Identification of the Metabolic Enzyme Involved Morusin Metabolism and Characterization of Its Metabolites by Ultraperformance Liquid Chromatography Quadrupole Time-of-Flight Mass Spectrometry (UPLC/Q-TOF-MS/MS)

1Department of Pharmacy, The First Affiliated Hospital of Jinzhou Medical University, Jinzhou, China
2Department of Medicinal Chemistry, Virginia Commonwealth University, Richmond, VA, USA
3Department of Internal Medicine/Community Health Sciences, University of Manitoba, Winnipeg, MB, Canada
4Jiangxi University of Traditional Chinese Medicine, Nanchang 330004, China

Received 12 May 2016; Revised 27 July 2016; Accepted 2 August 2016

Academic Editor: Con Stough

Copyright © 2016 Xianbao Shi et al. This is an open access article distributed under the Creative Commons Attribution License, which permits unrestricted use, distribution, and reproduction in any medium, provided the original work is properly cited.

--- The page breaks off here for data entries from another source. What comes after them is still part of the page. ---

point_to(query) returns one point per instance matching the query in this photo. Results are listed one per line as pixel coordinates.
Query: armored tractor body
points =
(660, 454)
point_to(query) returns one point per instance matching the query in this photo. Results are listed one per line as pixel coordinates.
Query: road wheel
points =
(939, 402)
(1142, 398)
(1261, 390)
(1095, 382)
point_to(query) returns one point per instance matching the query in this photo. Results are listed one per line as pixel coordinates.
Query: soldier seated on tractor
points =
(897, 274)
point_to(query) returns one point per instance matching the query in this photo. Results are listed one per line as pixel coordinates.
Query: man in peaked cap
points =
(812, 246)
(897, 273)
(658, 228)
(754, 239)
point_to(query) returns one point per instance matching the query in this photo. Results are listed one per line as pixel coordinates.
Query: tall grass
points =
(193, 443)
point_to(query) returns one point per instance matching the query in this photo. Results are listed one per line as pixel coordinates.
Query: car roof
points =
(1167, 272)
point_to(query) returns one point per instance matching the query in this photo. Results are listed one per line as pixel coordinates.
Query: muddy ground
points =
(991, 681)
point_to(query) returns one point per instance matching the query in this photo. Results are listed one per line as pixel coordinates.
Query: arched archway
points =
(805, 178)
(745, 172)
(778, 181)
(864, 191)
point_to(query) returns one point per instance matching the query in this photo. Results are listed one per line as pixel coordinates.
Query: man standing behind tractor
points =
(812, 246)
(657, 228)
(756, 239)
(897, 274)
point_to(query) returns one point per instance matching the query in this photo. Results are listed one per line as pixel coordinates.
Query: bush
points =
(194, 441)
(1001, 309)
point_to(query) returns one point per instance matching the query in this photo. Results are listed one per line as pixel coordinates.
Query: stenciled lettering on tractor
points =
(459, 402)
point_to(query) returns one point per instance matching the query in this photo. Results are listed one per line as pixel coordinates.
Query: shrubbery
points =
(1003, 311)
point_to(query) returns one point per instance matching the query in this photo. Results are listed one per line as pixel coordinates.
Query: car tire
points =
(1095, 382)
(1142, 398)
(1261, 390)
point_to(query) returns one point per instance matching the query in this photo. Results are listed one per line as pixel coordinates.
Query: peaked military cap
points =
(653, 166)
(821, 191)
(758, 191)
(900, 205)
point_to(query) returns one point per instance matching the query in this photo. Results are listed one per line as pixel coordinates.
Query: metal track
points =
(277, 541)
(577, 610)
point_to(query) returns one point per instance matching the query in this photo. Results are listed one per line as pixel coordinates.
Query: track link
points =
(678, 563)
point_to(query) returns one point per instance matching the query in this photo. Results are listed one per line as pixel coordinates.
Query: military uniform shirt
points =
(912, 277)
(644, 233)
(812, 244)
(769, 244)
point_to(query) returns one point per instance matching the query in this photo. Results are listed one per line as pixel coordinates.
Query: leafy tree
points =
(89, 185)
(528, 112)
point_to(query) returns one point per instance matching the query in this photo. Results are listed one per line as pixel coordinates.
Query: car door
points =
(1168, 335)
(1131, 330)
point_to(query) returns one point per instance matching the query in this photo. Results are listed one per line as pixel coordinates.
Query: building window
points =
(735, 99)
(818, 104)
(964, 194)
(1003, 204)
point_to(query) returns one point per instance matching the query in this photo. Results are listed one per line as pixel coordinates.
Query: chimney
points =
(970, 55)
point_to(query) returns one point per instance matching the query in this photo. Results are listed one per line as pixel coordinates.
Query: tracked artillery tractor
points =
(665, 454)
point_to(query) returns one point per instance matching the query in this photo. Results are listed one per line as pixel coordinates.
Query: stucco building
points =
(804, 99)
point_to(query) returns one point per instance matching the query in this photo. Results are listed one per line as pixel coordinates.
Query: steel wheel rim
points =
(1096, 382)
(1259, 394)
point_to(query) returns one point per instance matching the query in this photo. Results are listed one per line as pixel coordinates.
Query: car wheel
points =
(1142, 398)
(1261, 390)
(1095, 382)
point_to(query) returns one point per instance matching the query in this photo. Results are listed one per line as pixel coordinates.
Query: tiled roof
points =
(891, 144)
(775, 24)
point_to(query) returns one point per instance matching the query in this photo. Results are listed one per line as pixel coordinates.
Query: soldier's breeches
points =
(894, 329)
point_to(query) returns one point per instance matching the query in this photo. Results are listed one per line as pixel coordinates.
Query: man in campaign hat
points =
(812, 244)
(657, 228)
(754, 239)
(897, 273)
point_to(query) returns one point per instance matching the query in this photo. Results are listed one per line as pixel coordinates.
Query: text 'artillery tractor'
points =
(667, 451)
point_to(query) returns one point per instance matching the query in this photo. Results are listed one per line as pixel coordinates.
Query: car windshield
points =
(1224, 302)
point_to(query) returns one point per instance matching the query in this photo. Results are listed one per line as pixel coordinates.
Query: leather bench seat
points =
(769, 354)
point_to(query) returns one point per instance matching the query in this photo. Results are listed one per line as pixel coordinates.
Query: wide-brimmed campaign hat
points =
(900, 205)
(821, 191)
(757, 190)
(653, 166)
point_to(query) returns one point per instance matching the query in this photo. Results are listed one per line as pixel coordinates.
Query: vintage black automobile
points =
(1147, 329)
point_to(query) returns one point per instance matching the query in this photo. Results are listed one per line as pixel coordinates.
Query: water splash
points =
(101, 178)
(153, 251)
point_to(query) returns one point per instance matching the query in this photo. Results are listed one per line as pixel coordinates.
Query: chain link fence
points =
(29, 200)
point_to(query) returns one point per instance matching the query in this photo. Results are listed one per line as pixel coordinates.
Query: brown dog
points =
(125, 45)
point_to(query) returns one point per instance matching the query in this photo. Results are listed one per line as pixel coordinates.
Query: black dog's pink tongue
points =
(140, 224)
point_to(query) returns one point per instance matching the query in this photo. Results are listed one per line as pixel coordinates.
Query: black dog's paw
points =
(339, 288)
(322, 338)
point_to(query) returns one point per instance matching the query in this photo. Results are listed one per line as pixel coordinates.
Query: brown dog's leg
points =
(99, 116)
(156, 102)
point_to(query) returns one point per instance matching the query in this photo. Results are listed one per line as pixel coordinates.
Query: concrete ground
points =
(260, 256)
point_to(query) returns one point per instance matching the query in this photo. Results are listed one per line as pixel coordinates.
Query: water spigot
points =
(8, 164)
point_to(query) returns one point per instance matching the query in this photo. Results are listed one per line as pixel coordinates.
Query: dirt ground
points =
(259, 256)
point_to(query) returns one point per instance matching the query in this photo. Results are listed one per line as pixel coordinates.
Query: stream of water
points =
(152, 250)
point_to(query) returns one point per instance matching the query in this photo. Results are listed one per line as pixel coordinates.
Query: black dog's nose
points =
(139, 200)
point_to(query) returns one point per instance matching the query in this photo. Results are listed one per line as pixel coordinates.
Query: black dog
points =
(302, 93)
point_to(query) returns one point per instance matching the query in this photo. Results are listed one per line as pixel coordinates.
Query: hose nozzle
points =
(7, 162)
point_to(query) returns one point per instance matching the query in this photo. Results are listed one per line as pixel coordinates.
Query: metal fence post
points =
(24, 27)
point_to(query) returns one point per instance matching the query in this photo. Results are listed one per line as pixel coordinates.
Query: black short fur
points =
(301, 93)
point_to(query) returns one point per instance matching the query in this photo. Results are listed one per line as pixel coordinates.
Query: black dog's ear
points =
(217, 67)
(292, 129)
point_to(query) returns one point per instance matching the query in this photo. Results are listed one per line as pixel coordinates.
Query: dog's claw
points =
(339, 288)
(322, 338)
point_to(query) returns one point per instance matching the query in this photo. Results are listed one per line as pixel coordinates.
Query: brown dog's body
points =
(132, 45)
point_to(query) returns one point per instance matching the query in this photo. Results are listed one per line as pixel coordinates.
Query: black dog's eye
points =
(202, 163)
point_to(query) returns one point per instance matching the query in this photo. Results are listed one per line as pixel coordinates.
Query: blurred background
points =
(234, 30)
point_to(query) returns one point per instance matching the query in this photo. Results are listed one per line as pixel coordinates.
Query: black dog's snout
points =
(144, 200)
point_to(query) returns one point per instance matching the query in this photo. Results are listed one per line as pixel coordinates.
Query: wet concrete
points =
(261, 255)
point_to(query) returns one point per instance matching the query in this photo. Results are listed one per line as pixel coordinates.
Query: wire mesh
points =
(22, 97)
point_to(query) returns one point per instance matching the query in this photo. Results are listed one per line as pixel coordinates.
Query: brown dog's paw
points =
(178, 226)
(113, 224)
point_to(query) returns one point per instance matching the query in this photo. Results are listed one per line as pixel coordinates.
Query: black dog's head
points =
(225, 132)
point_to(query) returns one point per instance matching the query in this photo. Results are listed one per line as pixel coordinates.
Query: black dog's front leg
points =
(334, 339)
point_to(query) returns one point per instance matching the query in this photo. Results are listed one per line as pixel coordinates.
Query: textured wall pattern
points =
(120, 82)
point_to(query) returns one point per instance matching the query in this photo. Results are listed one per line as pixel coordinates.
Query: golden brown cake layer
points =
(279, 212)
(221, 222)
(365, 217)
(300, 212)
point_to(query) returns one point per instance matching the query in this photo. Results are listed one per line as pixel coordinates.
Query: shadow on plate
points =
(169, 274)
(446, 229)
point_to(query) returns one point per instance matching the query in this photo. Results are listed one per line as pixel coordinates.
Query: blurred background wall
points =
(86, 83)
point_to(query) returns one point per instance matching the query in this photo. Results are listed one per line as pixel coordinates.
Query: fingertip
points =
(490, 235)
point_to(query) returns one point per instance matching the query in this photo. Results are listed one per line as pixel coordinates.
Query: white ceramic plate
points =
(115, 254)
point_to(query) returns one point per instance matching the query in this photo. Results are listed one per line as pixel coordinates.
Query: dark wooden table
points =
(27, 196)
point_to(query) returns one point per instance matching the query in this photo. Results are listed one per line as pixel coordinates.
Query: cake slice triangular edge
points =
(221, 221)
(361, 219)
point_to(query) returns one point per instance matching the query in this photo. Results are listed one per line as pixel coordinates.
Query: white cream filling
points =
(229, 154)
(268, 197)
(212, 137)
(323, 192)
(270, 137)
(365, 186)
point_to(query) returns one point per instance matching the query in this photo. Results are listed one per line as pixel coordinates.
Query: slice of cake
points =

Morusin, the important active component of a traditional Chinese medicine, Morus alba L., has been shown to exhibit many vital pharmacological activities. In this study, six recombinant CYP450 supersomes and liver microsomes were used to perform metabolic studies. Chemical inhibition studies and screening assays with recombinant human cytochrome P450s were also used to characterize the CYP450 isoforms involved in morusin metabolism. The morusin metabolites identified varied greatly among different species. Eight metabolites of morusin were detected in the liver microsomes from pigs (PLMs), rats (RLMs), and monkeys (MLMs) by LC-MS/MS and six metabolites were detected in the liver microsomes from humans (HLMs), rabbits (RAMs), and dogs (DLMs). Four metabolites (M1, M2, M5, and M7) were found in all species and hydroxylation was the major metabolic transformation. CYP1A2, CYP2C9, CYP2D6, CYP2E1, CYP3A4, and CYP2C19 contributed differently to the metabolism of morusin. Compared to other CYP450 isoforms, CYP3A4 played the most significant role in the metabolism of morusin in human liver microsomes. These results are significant to better understand the metabolic behaviors of morusin among various species.